Proposta de lei na capital baiana visa combater o abuso de chamadas comerciais e de cobrança

30 de maio de 2026 Off Por Marcelo Garcia

Medida em análise cria regras rígidas para proteger o sossego e a privacidade dos cidadãos soteropolitanos

Fonte: Redação (Boca do Rio Magazine) | Foto: Unsplash

O cotidiano dos moradores da capital baiana, frequentemente interrompido pelo toque insistente de chamadas telefônicas indesejadas, entrou na pauta de discussões do legislativo municipal. Uma nova proposta de lei começou a tramitar com o objetivo de estabelecer limites claros e punições severas para o setor de atendimento remoto. O foco das atenções está voltado para o Palácio Thomé de Souza, onde o texto legislativo ganha força nos debates da CMS.

O projeto de lei, de autoria do vereador Randerson Leal, deu os seus primeiros passos regimentais na Câmara Municipal de Salvador e teve seus detalhes divulgados com exclusividade pelo portal BNews.
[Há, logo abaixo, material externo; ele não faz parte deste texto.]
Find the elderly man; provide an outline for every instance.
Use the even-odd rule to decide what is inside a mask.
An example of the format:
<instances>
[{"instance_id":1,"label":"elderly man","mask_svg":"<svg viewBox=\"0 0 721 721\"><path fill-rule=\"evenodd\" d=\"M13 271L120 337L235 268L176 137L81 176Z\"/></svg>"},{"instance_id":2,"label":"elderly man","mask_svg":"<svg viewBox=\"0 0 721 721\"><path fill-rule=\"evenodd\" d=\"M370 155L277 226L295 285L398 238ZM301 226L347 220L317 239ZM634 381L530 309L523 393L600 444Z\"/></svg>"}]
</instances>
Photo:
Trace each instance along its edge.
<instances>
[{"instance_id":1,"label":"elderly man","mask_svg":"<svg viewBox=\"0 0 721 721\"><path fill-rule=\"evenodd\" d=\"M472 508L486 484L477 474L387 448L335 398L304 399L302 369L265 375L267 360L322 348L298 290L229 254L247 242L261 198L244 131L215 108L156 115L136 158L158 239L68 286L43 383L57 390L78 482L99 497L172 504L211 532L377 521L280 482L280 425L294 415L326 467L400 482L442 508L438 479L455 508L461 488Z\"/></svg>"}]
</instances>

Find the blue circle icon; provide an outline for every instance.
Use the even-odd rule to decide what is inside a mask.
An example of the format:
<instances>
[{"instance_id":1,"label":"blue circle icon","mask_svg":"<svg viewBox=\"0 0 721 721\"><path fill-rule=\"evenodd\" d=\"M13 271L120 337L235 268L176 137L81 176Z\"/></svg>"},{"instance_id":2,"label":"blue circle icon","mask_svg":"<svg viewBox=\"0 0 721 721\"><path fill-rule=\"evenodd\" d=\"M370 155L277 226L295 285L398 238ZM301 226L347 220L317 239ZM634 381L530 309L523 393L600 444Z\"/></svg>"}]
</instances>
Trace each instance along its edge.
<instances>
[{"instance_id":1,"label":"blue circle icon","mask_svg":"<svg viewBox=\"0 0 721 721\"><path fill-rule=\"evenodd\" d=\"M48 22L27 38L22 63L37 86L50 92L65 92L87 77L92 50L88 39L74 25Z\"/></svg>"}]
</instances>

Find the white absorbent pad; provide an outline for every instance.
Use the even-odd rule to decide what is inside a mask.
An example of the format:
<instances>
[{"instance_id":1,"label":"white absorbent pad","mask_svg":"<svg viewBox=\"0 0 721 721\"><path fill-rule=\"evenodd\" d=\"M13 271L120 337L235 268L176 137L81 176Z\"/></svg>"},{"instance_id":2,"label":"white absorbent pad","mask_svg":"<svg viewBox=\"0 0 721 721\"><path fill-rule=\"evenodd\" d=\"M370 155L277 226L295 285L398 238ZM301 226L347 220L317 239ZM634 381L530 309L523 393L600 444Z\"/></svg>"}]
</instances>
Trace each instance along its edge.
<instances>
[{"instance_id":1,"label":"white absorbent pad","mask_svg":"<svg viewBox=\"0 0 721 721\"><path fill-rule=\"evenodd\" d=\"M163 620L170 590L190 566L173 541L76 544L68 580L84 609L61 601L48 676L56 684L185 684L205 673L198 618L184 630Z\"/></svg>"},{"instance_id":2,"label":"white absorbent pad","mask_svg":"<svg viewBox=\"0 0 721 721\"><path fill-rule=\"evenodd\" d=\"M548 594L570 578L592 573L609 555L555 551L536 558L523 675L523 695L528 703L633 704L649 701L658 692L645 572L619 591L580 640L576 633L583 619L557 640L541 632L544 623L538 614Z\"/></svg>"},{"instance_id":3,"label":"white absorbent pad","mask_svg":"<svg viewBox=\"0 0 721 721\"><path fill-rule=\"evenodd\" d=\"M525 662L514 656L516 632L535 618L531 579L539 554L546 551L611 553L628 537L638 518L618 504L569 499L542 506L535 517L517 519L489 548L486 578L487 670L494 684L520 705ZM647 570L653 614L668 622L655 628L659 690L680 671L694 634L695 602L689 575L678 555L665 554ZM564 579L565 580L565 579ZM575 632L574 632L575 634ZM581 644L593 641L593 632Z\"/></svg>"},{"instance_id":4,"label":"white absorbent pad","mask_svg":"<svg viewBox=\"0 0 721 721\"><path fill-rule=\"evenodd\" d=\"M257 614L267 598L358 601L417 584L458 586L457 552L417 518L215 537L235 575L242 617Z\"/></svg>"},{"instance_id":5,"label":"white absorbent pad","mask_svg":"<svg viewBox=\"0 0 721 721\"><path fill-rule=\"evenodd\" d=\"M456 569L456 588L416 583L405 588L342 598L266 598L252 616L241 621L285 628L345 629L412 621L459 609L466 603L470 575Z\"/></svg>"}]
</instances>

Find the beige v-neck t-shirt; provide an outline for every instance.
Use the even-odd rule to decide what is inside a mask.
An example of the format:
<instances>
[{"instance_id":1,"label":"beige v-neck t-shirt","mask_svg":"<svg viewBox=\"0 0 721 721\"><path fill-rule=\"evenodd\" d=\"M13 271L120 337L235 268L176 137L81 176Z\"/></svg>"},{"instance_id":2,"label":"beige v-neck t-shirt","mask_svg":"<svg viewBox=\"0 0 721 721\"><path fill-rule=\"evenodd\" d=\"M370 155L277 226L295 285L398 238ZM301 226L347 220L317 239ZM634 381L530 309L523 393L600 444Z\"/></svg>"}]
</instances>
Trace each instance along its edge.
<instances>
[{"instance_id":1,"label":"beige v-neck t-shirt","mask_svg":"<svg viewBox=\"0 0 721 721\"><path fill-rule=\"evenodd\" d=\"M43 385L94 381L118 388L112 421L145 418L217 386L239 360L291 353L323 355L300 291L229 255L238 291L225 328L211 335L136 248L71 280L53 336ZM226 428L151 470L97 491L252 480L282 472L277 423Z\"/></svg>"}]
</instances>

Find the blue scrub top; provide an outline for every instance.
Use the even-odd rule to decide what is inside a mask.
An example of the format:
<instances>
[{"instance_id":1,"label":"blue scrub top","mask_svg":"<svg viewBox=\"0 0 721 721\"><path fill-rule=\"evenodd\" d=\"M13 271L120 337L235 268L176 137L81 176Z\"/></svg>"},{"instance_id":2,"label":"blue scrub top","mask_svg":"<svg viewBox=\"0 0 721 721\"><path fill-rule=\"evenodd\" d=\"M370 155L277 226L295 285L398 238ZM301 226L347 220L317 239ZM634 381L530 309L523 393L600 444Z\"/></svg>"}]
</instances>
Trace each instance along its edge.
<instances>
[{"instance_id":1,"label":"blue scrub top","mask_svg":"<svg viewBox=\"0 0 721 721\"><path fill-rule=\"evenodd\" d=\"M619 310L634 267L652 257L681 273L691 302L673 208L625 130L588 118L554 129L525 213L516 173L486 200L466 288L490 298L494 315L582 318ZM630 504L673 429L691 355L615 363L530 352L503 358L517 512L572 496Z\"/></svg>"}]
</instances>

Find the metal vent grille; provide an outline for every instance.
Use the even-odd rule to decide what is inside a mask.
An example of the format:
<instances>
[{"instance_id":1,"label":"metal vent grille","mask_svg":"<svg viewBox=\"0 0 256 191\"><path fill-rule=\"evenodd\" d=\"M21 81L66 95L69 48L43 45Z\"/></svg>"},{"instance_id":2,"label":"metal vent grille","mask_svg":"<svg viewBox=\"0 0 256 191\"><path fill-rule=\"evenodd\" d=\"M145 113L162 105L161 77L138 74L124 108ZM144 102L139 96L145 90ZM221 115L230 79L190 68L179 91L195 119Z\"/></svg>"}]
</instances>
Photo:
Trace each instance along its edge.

A matéria legislativa introduz normas rígidas de proteção contra abordagens comerciais excessivas e inconvenientes. Atualmente sob análise das comissões técnicas da CMS, a proposta define parâmetros para o que pode e o que não pode ser feito pelas prestadoras de serviço.

De acordo com o texto protocolado na CMS, serão consideradas condutas abusivas as tentativas reiteradas de contato no mesmo dia por empresas do mesmo grupo econômico, bem como a insistência em chamadas não atendidas. A regulamentação também proíbe o mascaramento do número de origem e o uso de sistemas de discagem automática que operem em volume incompatível com a capacidade humana de atendimento.

As diretrizes em debate na CMS impõem que as companhias se identifiquem logo no início do diálogo e ofereçam um canal gratuito para o bloqueio definitivo do número. Caso o consumidor soteropolitano manifeste o desejo de não receber mais ligações, a empresa terá o prazo limite de 48 horas para cessar os contatos de promoção ou cobrança, sob pena de sofrer punições administrativas e financeiras pesadas.

O descumprimento das normas apresentadas na CMS resultará em penalidades que começam com advertências formais e evoluem para multas que variam entre R$ 2 mil e R$ 100 mil. Em situações consideradas de reincidência grave, a Prefeitura Municipal de Salvador, por meio da Coordenadoria de Defesa do Consumidor (Codecon), poderá suspender temporariamente o alvará de funcionamento do estabelecimento infrator.

A iniciativa legislativa não busca inviabilizar o mercado de trabalho local, mas garantir o direito ao sossego, dignidade e privacidade. O texto prevê exceções para chamadas de interesse público, confirmações bancárias, agendamentos educacionais e procedimentos médicos. Caso obtenha o parecer favorável nas comissões e seja aprovada pelo plenário da CMS, a nova lei entrará em vigor em todo o município de Salvador noventa dias após a sua publicação oficial.